Combination of old and new drugs reduces CHF toll by twenty percent

By ACSH Staff — Sep 02, 2014
A new drug combination appears to reduce the toll of heart failure by almost one-fifth. Some caveats warrant attention, but for such a common, lethal condition, this therapy may change the standard of care if confirmed.

Heart skips a beatCongestive heart failure (CHF) is an all-too-common cause of clinical deterioration, diminished ability to perform normal activities, and hospitalization and death. CHF is the result of numerous types of cardiac conditions, including CAD/heart attacks and, especially, inadequately treated high blood pressure. There are other causes, more rarely, as well. CHF is the leading cause of hospitalization among the over-65 population and accounts for over $17 billion in healthcare expenditures.

The current study, known as PARADIGM-HF, was presented at the European Society of Cardiology meeting in Barcelona by Dr. Milton Packer, Professor and Chair for the Department of Clinical Sciences at University of Texas- Southwestern Medical Center; it was simultaneously published in last week s New England Journal of Medicine; the lead author is Dr. John J.V. McMurray of the British Heart Foundation and the University of Glasgow. The international (mostly European) authors randomized over 8,000 patients to receive either standard therapy plus an angiotensin converting enzyme (ACE)-inhibitor, enalapril, or standard therapy plus a combination of an angiotensin-receptor blocker, valsartan, and an investigational drug that inhibits a substance known to be elevated in CHF: neprilysin. The patients average age 64 all with substantially reduced heart function, were followed for an average of 27 months, when the study was stopped due to the clear evidence of benefit of the ARB-neprilysin inhibitor (the combination known as LCZ696, made by Novartis).

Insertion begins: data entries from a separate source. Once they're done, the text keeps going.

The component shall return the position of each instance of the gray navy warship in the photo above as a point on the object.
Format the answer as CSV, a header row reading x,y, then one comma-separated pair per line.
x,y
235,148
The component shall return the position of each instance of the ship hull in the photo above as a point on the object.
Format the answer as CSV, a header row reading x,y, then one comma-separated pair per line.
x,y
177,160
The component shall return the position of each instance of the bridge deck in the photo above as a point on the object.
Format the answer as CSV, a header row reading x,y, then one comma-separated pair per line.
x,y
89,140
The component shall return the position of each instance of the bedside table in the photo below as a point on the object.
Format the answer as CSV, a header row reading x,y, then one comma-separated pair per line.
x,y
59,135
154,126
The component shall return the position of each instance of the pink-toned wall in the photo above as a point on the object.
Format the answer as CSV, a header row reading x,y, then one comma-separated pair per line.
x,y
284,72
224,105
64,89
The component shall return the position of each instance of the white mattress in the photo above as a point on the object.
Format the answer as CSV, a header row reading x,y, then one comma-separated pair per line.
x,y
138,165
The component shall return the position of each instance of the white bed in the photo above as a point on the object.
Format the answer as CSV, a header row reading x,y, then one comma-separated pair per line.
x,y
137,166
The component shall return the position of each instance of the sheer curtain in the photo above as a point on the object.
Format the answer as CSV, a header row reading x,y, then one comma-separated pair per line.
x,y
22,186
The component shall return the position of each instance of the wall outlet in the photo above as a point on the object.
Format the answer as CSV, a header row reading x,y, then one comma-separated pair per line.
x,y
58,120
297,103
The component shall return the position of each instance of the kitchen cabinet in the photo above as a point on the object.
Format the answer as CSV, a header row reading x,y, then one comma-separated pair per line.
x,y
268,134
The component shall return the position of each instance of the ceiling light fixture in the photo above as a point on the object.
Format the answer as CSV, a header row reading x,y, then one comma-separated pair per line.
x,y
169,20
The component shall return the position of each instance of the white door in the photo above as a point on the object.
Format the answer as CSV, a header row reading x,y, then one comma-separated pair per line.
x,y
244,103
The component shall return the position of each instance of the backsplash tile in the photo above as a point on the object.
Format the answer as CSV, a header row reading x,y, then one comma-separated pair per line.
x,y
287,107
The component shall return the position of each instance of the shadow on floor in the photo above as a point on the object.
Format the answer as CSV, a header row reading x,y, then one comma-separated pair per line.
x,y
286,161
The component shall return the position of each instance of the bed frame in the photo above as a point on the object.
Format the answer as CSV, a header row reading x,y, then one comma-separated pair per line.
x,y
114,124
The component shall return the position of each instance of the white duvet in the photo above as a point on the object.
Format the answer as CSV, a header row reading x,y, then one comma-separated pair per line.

The study drug combo reduced the occurrences of death from all causes, death from heart failure, and hospitalizations from CHF by rates of between 18 percent and 25 percent. Further, adverse effects were uncommon in both groups, but were somewhat lower in the LCZ696 group. And the study group reported more improvement in activities of daily living than the enalapril group.

Mariell Jessup, M.D., of the Perelman School of Medicine at the University of Pennsylvania, in her editorial in the NEJM, said that neprilysin inhibition increases the inhibition of the renin-angiotensin-aldosterone system (RAAS) and thus reduces sympathetic drive. She concluded that PARADIGM-HF "may well represent a new threshold of hope for patients with heart failure."

Dr. Claude Yancy, while concerned about some caveats that need to be addressed before changing the standard of care for CHF only 5 percent of the subjects were black and only 20 percent were women nevertheless had this overall view, as told to MedPage Today: It's time to be bold and do something disruptive about heart failure; too many patients remain at risk for hospitalization, death and a poor quality of life. Let's take a patient centric view, now. My own patients and their families are eager to have more options and hesitant to accept unwarranted delays. We shouldn't be so intoxicated by our current success in treating heart failure that we take a nihilistic or circumspect view of these data. These data are sufficient. We should begin the conversation about implementation. For the still pending questions we have the research wherewithal to secure answers. Let's disrupt the norm. I vote for early adoption of these results." And Dr. Yancy was not involved in the study himself.